Le témoignage bouleversant d’un psychiatre américain dans le NYT
Si vous ne devez lire qu’un document du dossier du Formindep, prenez cinq minutes pour parcourir l’article du New York Times (traduit par le Formindep) : un psychiatre américain, le Dr Carlat, y explique comment il est insidieusement devenu un "visiteur médical" du Laboratoire Wyeth, missionné, formé et rémunéré pour assurer la promotion de son antidépresseur vedette. C’est passionnant, aussi mesuré dans la forme que terrible sur le fond ; son histoire et sa chute progressive du côté obscur de la science constituent le quotidien de nos dealers d’opinion ; et si vous préferez des vidéos, c’est ici.
Alors que faire ? Continuer à dénoncer sans relâche une situation inique et ruineuse pour la santé et les finances publiques ? Certainement.
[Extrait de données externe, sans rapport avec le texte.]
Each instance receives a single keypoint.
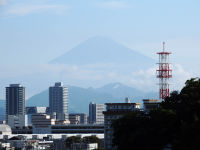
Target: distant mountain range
(103, 50)
(97, 61)
(79, 98)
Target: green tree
(176, 122)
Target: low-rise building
(42, 123)
(74, 119)
(115, 111)
(83, 117)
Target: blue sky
(34, 32)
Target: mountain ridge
(84, 96)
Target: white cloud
(3, 2)
(39, 77)
(114, 5)
(22, 10)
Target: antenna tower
(164, 73)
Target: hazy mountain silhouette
(79, 98)
(103, 50)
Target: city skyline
(40, 31)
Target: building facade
(42, 123)
(17, 121)
(96, 115)
(74, 119)
(15, 100)
(58, 101)
(115, 111)
(83, 117)
(34, 110)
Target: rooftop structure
(115, 111)
(5, 129)
(96, 113)
(164, 73)
(150, 104)
(58, 101)
(15, 100)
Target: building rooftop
(5, 128)
(15, 85)
(122, 103)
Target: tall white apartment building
(96, 115)
(58, 101)
(115, 111)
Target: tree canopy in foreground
(175, 124)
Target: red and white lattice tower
(164, 73)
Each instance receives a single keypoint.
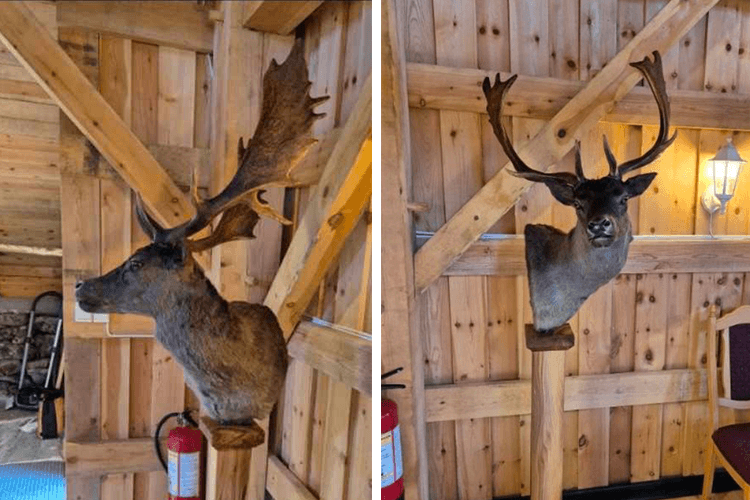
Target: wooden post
(230, 451)
(547, 392)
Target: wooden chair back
(734, 330)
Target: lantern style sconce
(723, 170)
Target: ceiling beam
(183, 25)
(555, 139)
(51, 67)
(460, 89)
(280, 17)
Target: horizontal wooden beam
(178, 161)
(648, 254)
(280, 17)
(110, 457)
(343, 356)
(24, 249)
(28, 286)
(282, 483)
(177, 24)
(51, 67)
(555, 139)
(460, 89)
(583, 392)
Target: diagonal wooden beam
(309, 255)
(28, 40)
(555, 139)
(342, 355)
(278, 17)
(350, 201)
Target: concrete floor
(33, 481)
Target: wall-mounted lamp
(723, 170)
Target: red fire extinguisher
(183, 453)
(391, 463)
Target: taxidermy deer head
(233, 353)
(564, 269)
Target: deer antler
(495, 95)
(654, 75)
(280, 141)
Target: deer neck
(188, 305)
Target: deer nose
(601, 225)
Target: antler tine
(610, 157)
(495, 95)
(654, 75)
(237, 222)
(579, 165)
(152, 228)
(280, 141)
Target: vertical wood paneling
(325, 38)
(621, 354)
(594, 347)
(144, 124)
(493, 51)
(460, 135)
(650, 353)
(115, 76)
(598, 35)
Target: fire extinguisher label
(391, 466)
(184, 474)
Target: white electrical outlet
(101, 318)
(81, 316)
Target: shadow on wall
(33, 481)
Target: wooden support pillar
(547, 397)
(230, 452)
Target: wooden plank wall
(124, 385)
(472, 326)
(29, 177)
(324, 425)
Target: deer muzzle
(601, 231)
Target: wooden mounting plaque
(561, 339)
(231, 437)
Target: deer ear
(562, 192)
(635, 186)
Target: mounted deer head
(564, 269)
(234, 354)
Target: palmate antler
(280, 141)
(652, 73)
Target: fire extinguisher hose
(184, 415)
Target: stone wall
(13, 327)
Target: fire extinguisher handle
(161, 423)
(184, 415)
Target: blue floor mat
(32, 481)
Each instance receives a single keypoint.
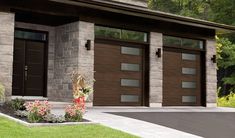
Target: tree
(226, 61)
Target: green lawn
(11, 129)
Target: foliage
(11, 129)
(21, 113)
(74, 112)
(51, 118)
(227, 101)
(2, 92)
(82, 85)
(37, 110)
(226, 59)
(17, 104)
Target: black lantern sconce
(88, 45)
(159, 52)
(213, 59)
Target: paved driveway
(204, 124)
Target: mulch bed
(6, 109)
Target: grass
(11, 129)
(227, 101)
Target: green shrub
(2, 92)
(227, 101)
(17, 104)
(51, 118)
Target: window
(188, 85)
(131, 51)
(130, 82)
(114, 33)
(189, 99)
(189, 71)
(182, 42)
(130, 67)
(186, 56)
(129, 98)
(30, 35)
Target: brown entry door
(118, 75)
(181, 78)
(28, 68)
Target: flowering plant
(75, 112)
(81, 84)
(37, 110)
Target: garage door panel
(118, 75)
(181, 78)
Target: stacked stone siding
(7, 21)
(66, 60)
(85, 57)
(156, 65)
(211, 76)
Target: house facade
(138, 57)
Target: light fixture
(159, 52)
(88, 45)
(213, 59)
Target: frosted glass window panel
(130, 67)
(186, 56)
(189, 99)
(129, 98)
(130, 82)
(188, 85)
(189, 71)
(131, 51)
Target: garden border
(44, 124)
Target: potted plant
(2, 94)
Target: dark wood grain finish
(28, 71)
(173, 77)
(108, 75)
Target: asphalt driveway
(204, 124)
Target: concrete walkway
(138, 127)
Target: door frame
(202, 54)
(46, 43)
(145, 62)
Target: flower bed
(40, 112)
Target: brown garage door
(181, 77)
(118, 75)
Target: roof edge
(148, 13)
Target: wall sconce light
(159, 52)
(213, 59)
(88, 45)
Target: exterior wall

Et le village d’irréductibles gaulois que constitue le Formindep joue à merveille ce rôle de poil à gratter au milieu des petits arrangements entre amis. Je reste membre de ce collectif et je le soutiens, mais je prends de la distance
pour chercher un solution autre que politique. Je ne suis pas assez patient, et surtout pas assez optimiste pour croire que la situation puisse évoluer par la simple démonstration et l’action militante auprès d’autorités corrompues.
Continuer autrement
j’ai expliqué dans l’article fondateur de ma prise de conscience à quel point nous sommes à l’aube d’un bouleversement de la santé et sans doute de la société.
Il y a 15 jours, un site de notation des médecins était annoncé, puis menacé par un référé concernant son modèle destiné aux enseignants. Qu’à cela ne tienne, un nouveau site(Demedica.com), fonctionnel depuis 48 heures, offre un service équivalent hors du champ de la loi française. Telle la vie, le web neuronal trouve son chemin, se nourrit de ses échecs et occupe les meilleures niches écologiques. Quelle que soit la pauvreté fonctionnelle et éthique de Demedica, il ne fait qu’annoncer l’irruption d’une nouvelle forme de relation sociale et d’accès à l’information. Ce mouvement est irréversible. J’entends être un acteur du web neuronal français. Le web neuronal ne combat pas ce qui existe : il le fossilise et le remplace.
J’espère que le "dealer d’opinion" est une espèce en voie de fossilisation.